Die Bildröhre wird auch häufig als Braunsche Röhre bezeichnet. Diese Bezeichnung geht auf den Erfinder der Bildröhre gleichen Namens zurück.

  1. Eine Bildröhre besteht aus einem Röhrenhals, einem konischen Teil sowie natürlich dem Bildschirm. Im Röhrenhals sitzt ein Glühfaden, welcher durch eine elektrische Spannung erhitzt wird, die sogenannte Katode.
  2. Eine glühende Katode sendet winzigste Elektronen aus. Diesen Effekt bezeichnet man als Elektronenemission.
  3. In einem anderen Teil der Bildröhre sitzt eine positiv aufgeladene Elektrode, die sogenannte Anode. Durch die positive elektrische Ladung dieser werden die Elektronen angezogen und beschleunigt, bis diese schließlich auf den Bildschirm "landen".

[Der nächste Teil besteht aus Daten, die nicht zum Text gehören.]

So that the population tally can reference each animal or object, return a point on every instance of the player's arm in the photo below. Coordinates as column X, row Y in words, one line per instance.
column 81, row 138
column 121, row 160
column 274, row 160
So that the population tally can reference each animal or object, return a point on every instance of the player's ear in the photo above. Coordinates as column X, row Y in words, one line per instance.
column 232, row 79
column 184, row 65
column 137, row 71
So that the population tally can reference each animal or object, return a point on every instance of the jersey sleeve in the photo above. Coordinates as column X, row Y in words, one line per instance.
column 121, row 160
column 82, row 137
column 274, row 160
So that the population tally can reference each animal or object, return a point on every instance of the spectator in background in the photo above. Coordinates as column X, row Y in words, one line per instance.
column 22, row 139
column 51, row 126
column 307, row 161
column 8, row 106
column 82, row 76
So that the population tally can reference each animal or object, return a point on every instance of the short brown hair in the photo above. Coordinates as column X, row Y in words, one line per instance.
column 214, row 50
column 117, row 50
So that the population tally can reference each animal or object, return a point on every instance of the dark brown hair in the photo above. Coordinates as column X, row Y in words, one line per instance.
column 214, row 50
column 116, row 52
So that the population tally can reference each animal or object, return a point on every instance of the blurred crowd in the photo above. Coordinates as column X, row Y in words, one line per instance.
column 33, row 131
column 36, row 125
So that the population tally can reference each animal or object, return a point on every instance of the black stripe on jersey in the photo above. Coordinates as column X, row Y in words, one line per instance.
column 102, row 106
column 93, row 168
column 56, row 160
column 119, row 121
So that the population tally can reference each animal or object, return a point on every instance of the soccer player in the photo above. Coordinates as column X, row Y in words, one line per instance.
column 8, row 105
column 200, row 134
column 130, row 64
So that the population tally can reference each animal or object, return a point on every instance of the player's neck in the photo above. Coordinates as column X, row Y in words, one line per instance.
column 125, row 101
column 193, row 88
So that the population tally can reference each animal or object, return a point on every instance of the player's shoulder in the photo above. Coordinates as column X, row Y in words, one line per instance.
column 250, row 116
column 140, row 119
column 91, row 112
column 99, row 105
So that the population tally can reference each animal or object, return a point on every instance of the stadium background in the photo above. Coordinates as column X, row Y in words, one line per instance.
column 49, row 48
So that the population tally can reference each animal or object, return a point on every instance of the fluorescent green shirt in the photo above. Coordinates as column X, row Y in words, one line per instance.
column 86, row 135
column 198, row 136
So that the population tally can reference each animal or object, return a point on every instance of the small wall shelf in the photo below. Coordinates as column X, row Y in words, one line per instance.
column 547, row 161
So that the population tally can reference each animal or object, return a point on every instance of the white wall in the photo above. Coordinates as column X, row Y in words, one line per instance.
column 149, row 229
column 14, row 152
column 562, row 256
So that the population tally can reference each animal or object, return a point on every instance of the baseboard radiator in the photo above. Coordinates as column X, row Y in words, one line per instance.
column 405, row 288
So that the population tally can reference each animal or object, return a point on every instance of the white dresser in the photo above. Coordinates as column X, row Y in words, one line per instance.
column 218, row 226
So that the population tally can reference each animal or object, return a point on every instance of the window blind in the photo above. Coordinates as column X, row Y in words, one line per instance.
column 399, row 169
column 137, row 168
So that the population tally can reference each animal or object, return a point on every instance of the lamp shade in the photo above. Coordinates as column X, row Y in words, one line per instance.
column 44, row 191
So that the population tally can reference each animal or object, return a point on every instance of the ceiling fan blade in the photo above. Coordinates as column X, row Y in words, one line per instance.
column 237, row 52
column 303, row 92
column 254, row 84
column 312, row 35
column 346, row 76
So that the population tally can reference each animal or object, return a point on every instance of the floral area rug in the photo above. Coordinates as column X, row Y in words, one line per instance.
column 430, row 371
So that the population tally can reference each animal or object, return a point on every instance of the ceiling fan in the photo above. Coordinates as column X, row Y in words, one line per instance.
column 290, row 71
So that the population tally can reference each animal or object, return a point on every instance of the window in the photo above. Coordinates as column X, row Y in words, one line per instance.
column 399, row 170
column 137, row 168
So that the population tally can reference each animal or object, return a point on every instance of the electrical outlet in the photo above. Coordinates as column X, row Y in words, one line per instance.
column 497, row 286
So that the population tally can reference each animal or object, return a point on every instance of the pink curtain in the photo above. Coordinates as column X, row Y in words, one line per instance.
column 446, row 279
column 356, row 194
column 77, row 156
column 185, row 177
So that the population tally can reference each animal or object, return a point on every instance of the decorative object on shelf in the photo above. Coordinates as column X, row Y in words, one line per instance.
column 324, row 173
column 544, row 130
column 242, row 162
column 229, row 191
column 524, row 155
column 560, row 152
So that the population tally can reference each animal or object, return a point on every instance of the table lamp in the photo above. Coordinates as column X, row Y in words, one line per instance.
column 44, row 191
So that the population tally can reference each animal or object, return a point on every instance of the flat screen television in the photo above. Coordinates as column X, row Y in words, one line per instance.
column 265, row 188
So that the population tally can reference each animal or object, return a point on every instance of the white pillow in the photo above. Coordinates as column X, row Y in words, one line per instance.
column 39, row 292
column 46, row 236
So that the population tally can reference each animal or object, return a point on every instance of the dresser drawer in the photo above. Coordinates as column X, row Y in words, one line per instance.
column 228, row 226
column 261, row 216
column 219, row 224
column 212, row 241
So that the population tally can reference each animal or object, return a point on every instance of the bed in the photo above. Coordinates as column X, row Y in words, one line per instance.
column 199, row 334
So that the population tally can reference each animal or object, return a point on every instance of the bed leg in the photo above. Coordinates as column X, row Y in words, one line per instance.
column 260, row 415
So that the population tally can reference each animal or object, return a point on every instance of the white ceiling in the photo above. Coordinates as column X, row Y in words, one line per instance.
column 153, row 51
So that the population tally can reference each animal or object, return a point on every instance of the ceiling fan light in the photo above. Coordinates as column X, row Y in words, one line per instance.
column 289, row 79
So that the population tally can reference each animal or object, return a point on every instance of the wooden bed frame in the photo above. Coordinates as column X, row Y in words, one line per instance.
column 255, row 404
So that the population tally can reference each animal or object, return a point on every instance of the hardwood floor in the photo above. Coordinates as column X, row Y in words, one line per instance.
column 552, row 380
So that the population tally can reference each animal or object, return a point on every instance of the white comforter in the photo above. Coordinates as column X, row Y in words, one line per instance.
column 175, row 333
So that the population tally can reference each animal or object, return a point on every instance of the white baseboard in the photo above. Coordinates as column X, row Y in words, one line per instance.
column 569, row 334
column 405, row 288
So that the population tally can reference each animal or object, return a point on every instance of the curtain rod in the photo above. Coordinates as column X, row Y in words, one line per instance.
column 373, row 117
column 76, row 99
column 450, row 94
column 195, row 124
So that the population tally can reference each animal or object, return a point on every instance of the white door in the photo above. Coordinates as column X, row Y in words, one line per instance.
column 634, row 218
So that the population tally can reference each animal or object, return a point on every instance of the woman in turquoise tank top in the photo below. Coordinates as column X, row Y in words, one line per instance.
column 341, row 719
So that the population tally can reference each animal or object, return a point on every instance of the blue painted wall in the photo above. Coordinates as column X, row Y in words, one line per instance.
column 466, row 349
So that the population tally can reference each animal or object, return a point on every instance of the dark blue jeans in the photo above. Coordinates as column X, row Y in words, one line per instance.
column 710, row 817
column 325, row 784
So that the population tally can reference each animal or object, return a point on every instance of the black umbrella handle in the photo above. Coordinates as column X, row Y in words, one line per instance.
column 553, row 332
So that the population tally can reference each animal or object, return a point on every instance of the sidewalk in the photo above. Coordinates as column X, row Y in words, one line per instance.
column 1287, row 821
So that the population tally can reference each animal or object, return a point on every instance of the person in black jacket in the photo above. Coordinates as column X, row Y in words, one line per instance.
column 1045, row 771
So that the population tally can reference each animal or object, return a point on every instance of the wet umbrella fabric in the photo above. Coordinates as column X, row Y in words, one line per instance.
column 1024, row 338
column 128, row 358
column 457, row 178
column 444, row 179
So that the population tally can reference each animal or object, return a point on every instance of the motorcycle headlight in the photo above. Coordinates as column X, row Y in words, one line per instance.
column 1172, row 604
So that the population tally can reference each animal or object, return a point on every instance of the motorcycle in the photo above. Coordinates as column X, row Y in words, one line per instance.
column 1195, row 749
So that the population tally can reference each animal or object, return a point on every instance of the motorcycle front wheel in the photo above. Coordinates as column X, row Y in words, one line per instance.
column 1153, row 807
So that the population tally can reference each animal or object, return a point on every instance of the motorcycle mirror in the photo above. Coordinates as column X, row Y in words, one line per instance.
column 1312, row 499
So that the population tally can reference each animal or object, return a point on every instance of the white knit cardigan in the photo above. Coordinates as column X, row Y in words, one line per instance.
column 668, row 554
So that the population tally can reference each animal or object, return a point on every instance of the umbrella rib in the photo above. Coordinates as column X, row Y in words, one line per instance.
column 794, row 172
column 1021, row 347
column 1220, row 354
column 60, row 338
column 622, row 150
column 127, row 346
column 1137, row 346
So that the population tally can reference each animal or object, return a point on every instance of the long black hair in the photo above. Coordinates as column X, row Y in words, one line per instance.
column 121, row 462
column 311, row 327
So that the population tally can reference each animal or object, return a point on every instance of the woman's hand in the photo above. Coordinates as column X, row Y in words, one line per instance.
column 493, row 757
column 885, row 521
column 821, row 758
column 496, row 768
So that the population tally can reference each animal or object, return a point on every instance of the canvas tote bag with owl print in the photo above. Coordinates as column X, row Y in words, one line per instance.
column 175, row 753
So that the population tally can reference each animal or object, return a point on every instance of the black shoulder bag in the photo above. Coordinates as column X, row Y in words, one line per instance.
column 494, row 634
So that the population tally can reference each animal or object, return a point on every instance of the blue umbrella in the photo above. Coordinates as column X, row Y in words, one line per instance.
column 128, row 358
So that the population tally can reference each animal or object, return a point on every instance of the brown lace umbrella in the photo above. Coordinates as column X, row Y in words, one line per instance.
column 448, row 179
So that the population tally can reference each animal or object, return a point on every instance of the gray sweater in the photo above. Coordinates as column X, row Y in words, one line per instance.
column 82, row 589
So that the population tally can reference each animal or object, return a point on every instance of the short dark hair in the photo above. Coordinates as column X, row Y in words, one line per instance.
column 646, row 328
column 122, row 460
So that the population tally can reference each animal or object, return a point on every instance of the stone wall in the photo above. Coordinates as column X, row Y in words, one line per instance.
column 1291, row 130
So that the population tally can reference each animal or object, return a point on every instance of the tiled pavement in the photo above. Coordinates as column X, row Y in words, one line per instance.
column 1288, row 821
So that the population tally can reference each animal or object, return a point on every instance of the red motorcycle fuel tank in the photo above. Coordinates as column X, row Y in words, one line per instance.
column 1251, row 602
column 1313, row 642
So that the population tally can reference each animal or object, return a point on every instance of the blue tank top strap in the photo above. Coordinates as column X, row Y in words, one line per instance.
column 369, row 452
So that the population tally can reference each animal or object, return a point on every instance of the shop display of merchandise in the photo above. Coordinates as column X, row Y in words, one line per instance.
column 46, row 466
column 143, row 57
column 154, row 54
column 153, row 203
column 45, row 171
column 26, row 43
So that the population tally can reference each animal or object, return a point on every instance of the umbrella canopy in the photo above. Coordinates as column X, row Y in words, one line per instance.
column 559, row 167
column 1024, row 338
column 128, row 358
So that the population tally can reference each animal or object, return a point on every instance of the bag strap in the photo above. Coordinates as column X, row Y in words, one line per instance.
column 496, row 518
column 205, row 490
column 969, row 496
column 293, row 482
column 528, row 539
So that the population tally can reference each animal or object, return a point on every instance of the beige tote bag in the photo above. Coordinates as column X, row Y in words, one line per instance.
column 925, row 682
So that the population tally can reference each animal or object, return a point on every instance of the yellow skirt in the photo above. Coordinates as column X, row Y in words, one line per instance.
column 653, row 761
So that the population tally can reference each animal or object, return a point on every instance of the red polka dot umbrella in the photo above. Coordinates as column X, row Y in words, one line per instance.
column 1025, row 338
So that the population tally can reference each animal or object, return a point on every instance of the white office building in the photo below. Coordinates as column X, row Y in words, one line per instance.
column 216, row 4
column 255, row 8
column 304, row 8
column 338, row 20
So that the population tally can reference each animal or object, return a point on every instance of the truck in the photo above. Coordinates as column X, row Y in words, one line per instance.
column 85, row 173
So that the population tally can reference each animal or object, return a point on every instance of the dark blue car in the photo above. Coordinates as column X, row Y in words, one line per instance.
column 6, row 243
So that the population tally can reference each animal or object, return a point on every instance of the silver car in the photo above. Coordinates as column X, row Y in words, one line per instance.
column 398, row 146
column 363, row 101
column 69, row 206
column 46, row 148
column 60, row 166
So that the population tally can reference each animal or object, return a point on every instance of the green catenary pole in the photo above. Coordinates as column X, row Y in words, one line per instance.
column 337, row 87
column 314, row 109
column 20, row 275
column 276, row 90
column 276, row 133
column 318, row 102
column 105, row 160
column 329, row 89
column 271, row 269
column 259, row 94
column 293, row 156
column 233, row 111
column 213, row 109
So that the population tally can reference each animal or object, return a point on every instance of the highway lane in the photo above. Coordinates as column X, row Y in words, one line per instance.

  4. Durch die spezielle Beschichtung auf der Innenseite des Bildschirms entsteht durch die auftreffenden Elektronen auf dieser Leuchtschicht Licht, welches von außen auf dem Bildschirm sichtbar ist.
  5. Die Stärke der Elektronenemission und damit auch die Helligkeit des entstehenden Lichts auf den Bildschirm kann durch weitere Elektroden in der Bildröhre durch elektrische Spannungen gesteuert werden.
  6. Durch ein Magnetfeld lässt sich der Elektronenstrahl in der Bildröhre ablenken. Dazu sind am Röhrenhals Spulen angebracht, durch welche eine von einer Elektronik gesteuerte elektrische Spannung angelegt wird.
  7. Durch dieses Spulenpaar kann der Elektronenstrahl in der Bildröhre sowohl vertikal als auch horizontal abgelenkt werden. Dies wird durch eine komplizierte Elektronik im Fernsehgerät oder im Monitor ermöglicht.
  8. Durch diese Elektronik wandert der Elektronenstrahl Zeile für Zeile über den Bildschirm von links oben nach rechts unten und schreibt durch eine gleichzeitige Ansteuerung der Bildhelligkeit sozusagen das Bild auf den Schirm.
  9. Dies geschieht aber im sogenannten Zeilensprungverfahren. Das heißt, dass zunächst die ungeraden Zeilen von oben nach unten abgetastet werden und im folgenden Durchlauf die geraden Zeilen. Hierdurch wird erreicht, dass das Bildflimmern deutlich verringert wird.
  10. Bei einer Farbbildröhre befinden sich auf der Leuchtschicht des Bildschirms immer drei direkt beieinanderliegende Farbpunkte, welcher jeder für eine bestimmte Grundfarbe (rot, grün und blau) steht.
  11. Hier schreiben drei getrennte Elektronenstrahlen das Bild auf den Bildschirm. Drei einzelne Farbpunkte auf dem Bildschirm bilden dabei einem Bildpunkt. Durch die Farbmischung kann so jede beliebige Farbe erzeugt werden.
  12. Besonders Farbbildröhren sind hoch präzise gefertigte Bauteile, welche durch eine ebenso präzise Steuerelektronik angesteuert werden. Bildröhren verschwinden aber in der heutigen Zeit immer mehr aus den Geräten, da sie durch TFT-Bildschirme ersetzt werden.